Intel Takes On Nvidia With Habana-Based AWS EC2 Instances

‘With the company’s plans to introduce new EC2 instances featuring Gaudi for deep learning training, AWS will further reduce the cost of training AI datasets and lower total cost of operations for customers,’ an Intel exec says of the new EC2 instances, which AWS claims will have up to 40 percent better price-performance than Nvidia-based instances.

ARTICLE TITLE HERE

Intel’s Habana Gaudi accelerators are set to power new Amazon Web Services EC2 instances, providing what AWS said is up to 40 percent better price-performance than similar cloud instances running Nvidia GPUs for training deep learning models.

The new AI chips from the Santa Clara, Calif.-based chipmaker will arrive in EC2 instances in the first half of 2021, more than a year after Intel acquired the Israeli startup behind the new products, Habana Labs, for $2 billion and axed its competing Nervana product line in pursuit of AI leadership.

But Intel’s cloud leadership and its pursuit of the AI chip crown are facing challenges on multiple fronts, including from AWS itself, which announced new EC2 instances powered by its Arm-based Graviton2 processors and its newly revealed Trainium machine learning chips alongside the new Intel Habana-based instances at the AWS re:Invent conference Tuesday.

AWS’ new Habana-based EC2 instances will feature up to eight Habana Gaudi accelerators, which began sampling with cloud service providers earlier this year. The accelerators are specifically designed for training deep learning models for things like natural language processing and object detection.

With eight Habana Gaudi cards — which each feature 32 GB of HBM2 memory and RDMA over Converged Ethernet integration to connect the processors — the new EC2 instance will be capable of processing about 12,000 images per second on the ResNet-50 image recognition training model using the TensorFlow framework, according to Habana Labs.

In contrast, Nvidia’s DGX A100 system, which is outfitted with eight A100 GPUs, can reach more than 17,000 images per second on ResNet-50 using TensorFlow, according to benchmarks published to Nvidia’s website.

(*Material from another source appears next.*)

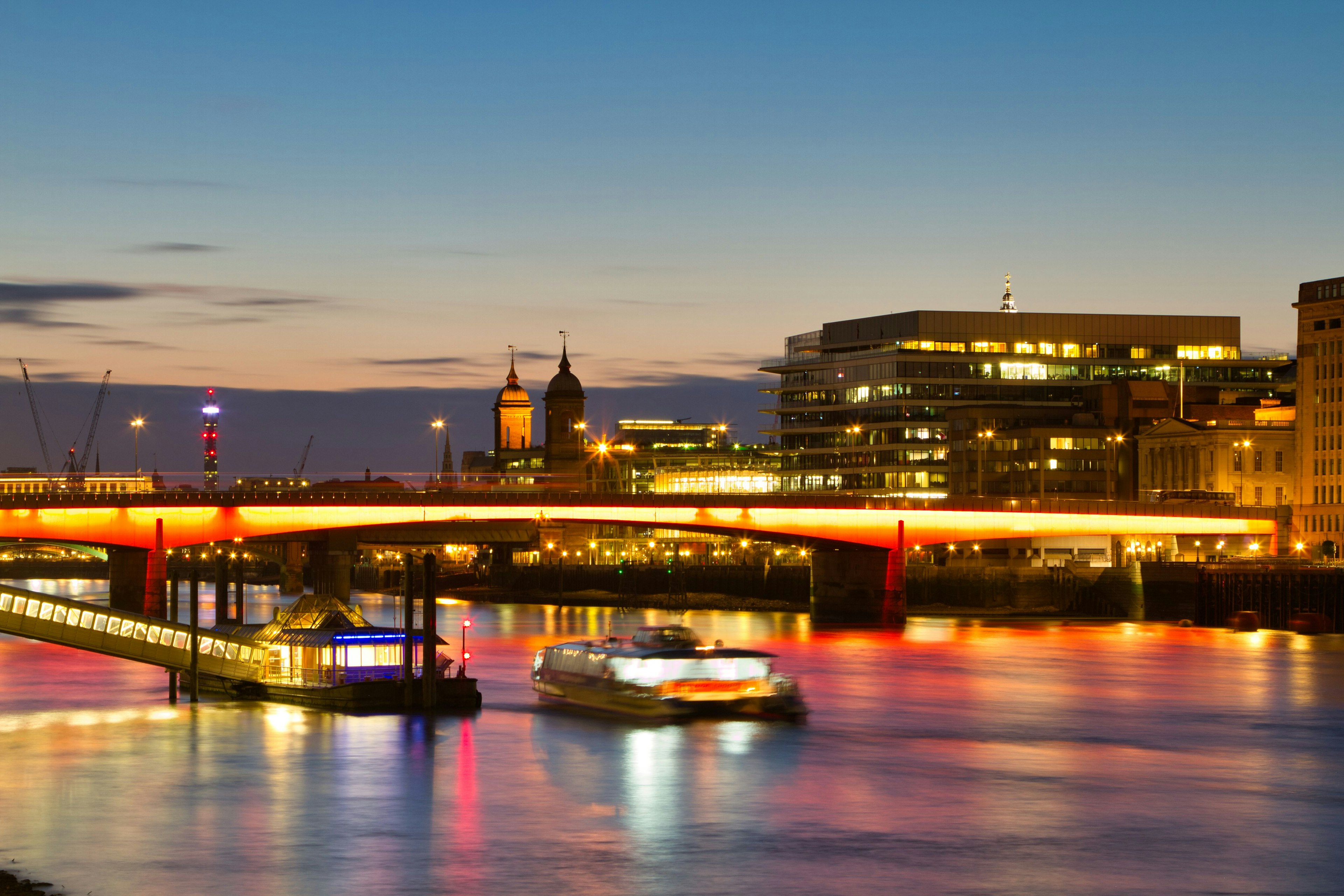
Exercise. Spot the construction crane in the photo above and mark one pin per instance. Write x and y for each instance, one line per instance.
(93, 426)
(303, 458)
(37, 415)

However, as Eitan Medina, chief business officer at Habana Labs, highlighted in a blog post, the Gaudi processors are meant to provide a better price-performance ratio, meaning customers will pay less for performance over competitive products. In this case, Habana-based EC2 instances can provide up to 40 percent price-performance than EC2 instances running Nvidia GPUs, which include the new A100, according to internal tests performed by AWS.

“In this morning’s keynote, AWS CEO Andy Jassy underscored the massively expanding demand across industry sectors for high-performance, yet more affordable AI workloads,” Medina said. “With the company’s plans to introduce new EC2 instances featuring Gaudi for deep learning training, AWS will further reduce the cost of training AI datasets and lower total cost of operations for customers.”

Habana Labs, which operates independently within Intel’s Data Platforms Group, is working on second-generation Gaudi accelerator cards, which will rely on TSMC’s 7-nanometer manufacturing process and make AI training applications and services “even more accessible to a breadth of customers, data scientists and researchers,” according to Medina.

Kevin Krewell, principal analyst at Tirias Research, said while Nvidia A100 GPUs may score higher than Habana Gaudi cards for image recognition, AWS’ claim about the price-performance advantages of Gaudi means the Habana accelerator cards will likely provide a better total cost of ownership — or operations, in the case of renting cloud instances.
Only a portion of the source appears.